The evolution of the temperature field during cavity collapse in liquid nitromethane. Part I: inert case

20 Mar 2018

This work is concerned with the effect of cavity collapse in non-ideal explosives as a means of controlling their sensitivity. The main objective is to understand the origin of localised temperature peaks (hot spots) which play a leading order role at the early stages of ignition. To this end we perform two- and three-dimensional numerical simulations of shock induced single gas-cavity collapse in liquid nitromethane. Ignition is the result of a complex interplay between fluid dynamics and exothermic chemical reaction. In order to understand the relative contribution between these two processes, we consider in this first part of the work the evolution of the physical system in the absence of chemical reactions.

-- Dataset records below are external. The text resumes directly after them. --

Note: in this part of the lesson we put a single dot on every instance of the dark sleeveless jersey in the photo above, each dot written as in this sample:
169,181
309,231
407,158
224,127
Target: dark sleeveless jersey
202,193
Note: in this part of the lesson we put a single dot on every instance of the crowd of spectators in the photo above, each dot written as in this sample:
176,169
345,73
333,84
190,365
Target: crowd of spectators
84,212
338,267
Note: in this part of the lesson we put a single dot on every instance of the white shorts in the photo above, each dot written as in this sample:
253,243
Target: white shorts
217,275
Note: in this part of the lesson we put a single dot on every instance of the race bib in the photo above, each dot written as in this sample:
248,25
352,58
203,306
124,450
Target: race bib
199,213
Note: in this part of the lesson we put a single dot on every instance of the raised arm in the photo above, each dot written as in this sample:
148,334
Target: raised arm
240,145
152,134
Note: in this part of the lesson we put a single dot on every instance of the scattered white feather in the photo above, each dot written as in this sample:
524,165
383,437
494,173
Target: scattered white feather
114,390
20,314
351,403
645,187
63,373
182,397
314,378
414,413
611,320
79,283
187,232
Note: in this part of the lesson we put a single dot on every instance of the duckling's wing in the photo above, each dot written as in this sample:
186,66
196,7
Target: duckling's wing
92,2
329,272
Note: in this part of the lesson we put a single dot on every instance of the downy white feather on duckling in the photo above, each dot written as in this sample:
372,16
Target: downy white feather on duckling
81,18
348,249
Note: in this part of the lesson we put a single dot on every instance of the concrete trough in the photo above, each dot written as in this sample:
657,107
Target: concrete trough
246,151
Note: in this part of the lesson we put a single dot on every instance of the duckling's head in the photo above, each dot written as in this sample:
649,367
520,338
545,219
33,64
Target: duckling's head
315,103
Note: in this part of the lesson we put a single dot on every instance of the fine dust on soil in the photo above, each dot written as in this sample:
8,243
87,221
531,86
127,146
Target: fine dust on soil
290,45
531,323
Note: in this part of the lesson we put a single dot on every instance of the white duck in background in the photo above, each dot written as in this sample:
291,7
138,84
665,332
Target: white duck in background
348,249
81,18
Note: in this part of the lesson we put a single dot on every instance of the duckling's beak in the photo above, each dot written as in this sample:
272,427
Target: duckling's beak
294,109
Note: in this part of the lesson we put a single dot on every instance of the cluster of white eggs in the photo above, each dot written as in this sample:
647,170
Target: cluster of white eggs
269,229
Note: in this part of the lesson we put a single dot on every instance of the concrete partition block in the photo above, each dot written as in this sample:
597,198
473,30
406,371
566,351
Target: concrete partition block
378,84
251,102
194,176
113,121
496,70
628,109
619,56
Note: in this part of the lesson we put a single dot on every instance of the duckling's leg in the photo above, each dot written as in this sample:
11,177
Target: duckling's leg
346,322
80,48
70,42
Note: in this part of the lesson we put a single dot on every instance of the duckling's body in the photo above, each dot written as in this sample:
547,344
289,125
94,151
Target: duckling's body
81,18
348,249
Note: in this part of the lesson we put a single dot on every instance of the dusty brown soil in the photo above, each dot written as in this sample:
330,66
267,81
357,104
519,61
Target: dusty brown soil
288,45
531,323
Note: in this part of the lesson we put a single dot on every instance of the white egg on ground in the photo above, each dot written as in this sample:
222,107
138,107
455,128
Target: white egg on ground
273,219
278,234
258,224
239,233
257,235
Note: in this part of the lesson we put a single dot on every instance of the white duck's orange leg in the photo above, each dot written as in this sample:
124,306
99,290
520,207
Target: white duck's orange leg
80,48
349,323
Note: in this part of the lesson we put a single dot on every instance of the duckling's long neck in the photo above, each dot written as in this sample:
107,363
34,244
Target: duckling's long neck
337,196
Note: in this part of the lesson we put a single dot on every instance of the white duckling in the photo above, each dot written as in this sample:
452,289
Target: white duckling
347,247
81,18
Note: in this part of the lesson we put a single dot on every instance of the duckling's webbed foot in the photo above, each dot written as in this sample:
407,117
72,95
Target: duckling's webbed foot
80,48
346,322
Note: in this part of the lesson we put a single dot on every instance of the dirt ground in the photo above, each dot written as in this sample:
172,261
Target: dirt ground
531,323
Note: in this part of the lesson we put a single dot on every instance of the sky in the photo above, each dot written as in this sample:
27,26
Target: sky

We employ a multi-phase mathematical formulation which can account for the large density difference across the gas-liquid material interface without generating spurious temperature peaks. The mathematical and physical models are validated against experimental, analytic and numerical data. Previous inert studies have identified the impact of the upwind (relative to the direction of the incident shock wave) side of the cavity wall to the downwind one as the main reason for the generation of a hot-spot outside of the cavity, something which is also observed in this work. However, it is also apparent that the topology of the temperature field is more complex than previously thought and additional hot spots locations exist, which arise from the generation of Mach stems rather than jet impact. To explain the generation mechanisms and topology of the hot spots we carefully follow the complex wave patterns generated in the collapse process and identify specifically the temperature elevation or reduction generated by each wave. This allows to track each hot spot back to its origins. It is shown that the highest hot spot temperatures can be more than twice the post-incident shock temperature of the neat material and can thus lead to ignition. By comparing two-dimensional and three-dimensional simulation results in the context of the maximum temperature observed in the domain, it is apparent that three-dimensional calculations are necessary in order to avoid belated ignition times in reactive scenarios.